Many people will maintain that the sandbox does not exist. I agree that there is no sandbox “filter”, but there certainly is a sandbox “effect”. We cannot know its mechanics in detail so theoretical discussion on the matter has little value. I prefer to concentrate on results.
Here’s another one of my experiment blogs. It will give some hope to people who have created new sites and put countless hours into backlink resourcing, only to see their site vanish from the google serps.
I registered a new domain in early March 2009, and it was indexed soon after. I wanted to get 20 subpages ranking for multiple competitive marketable keywords.

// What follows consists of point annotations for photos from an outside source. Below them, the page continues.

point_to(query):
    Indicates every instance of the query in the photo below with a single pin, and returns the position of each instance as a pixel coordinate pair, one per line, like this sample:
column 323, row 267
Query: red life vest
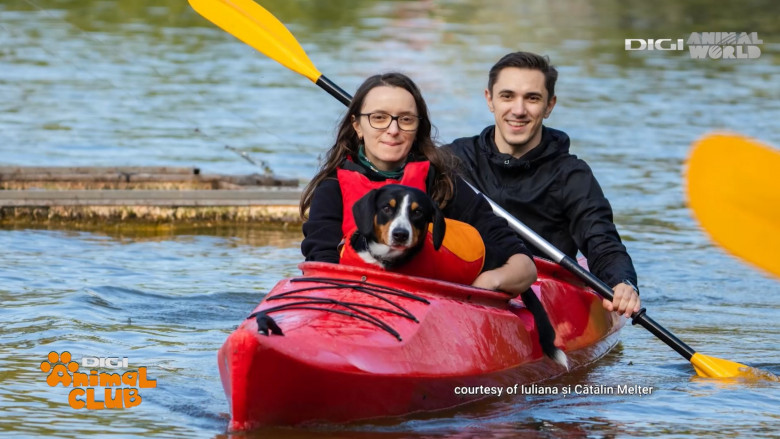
column 461, row 255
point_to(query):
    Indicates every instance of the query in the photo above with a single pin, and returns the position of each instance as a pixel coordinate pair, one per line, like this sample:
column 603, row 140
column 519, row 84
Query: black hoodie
column 552, row 192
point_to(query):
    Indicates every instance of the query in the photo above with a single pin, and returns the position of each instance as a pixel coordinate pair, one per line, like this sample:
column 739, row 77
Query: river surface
column 150, row 83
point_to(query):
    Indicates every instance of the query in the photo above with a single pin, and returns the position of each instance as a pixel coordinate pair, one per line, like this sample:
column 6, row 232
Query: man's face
column 519, row 102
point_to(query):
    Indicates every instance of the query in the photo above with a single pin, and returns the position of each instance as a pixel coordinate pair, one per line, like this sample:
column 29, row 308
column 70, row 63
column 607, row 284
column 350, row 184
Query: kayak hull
column 353, row 352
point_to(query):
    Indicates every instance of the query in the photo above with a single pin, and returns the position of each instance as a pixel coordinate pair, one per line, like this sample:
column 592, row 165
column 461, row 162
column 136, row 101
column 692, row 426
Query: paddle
column 734, row 192
column 252, row 24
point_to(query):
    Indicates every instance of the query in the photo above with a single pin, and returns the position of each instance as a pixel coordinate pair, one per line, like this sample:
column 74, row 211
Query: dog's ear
column 439, row 227
column 363, row 212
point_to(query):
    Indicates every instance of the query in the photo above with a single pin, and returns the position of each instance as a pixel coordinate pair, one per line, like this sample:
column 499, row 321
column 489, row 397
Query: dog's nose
column 400, row 235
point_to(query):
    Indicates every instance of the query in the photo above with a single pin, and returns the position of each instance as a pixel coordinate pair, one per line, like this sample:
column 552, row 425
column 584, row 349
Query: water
column 150, row 83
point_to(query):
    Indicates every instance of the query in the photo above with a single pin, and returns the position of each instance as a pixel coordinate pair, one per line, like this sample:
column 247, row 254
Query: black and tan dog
column 392, row 223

Note: No linkwheels have been applied to this site
What I did:
* April – Start a major linkbuilding campaign. I was working under the simple mantra: more high PR dofollow comment spam = higher rankings. No attention was given to relevance or any other factor. Therefore, a great many of the links were extremely spammy, some on sites with thousands of outbound links.
PRE-RANKING PERIOD
* June 20th – By this point I had 300 backlinks to home page, 100 backlinks to subpages 1-12, 300 backlinks to subpages 13-18, and 1000 backlinks to subpages 19-20. Prior to this date, none of my pages ranked anywhere. After June 20th, however, I began to see my pages in the top 5 in most cases on Google, Yahoo and MSN.
* June 22nd – Removed from Google serps.
* June 24th – Return to June 20th Google position.

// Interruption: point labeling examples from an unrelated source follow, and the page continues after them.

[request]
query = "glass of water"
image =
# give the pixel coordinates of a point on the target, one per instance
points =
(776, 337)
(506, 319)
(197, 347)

* June 26th – Removed from Google serps. As of June 26th, all backlinking ceased immediately
SANDBOX – 2 MONTHS
* September 1st – Begin to see all pages return to the Google serps, between page 3 and 10.

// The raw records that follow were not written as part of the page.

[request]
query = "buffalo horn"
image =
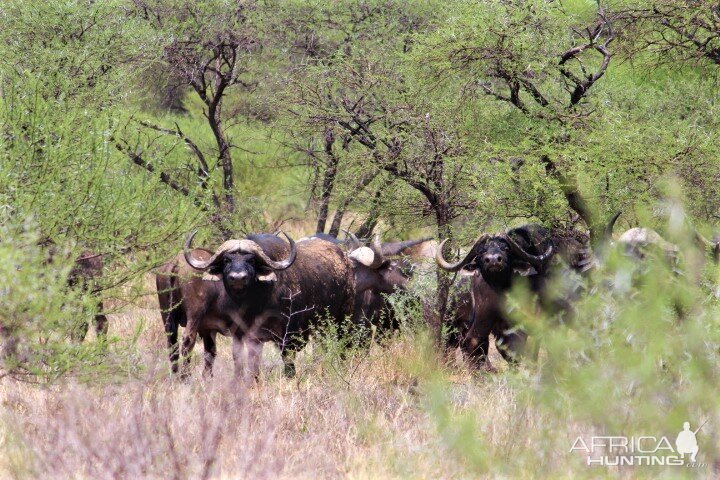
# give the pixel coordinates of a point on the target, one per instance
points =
(534, 260)
(454, 267)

* September 15th – All 20 subpages return to page 1. 6 subpages take position 1, 14 subpages land in the top 5.
I can’t believe how well this has worked out. Since June, I was working under the assumption that I had done something wrong with my backlinking, and turned to a sort of backlink purism. I conducted another experiment on this here, with a different domain:
This is a classic open and shut case of the sandbox effect. It is characterized by an alternation between domination and total absence from the serps. Something more than the “google dance” is going on here.
It is often conjectured that the sandbox is a test to see if links continue to come in after serp removal. My experience speaks against this theory.
One final note: Google has ranked one of my pages number 1 for a highly competitive software product. The page has over 1000 spam links with same or similar anchor text. None of these links are from relevant sites. Perhaps we should be less paranoid about google’s ability to detect us.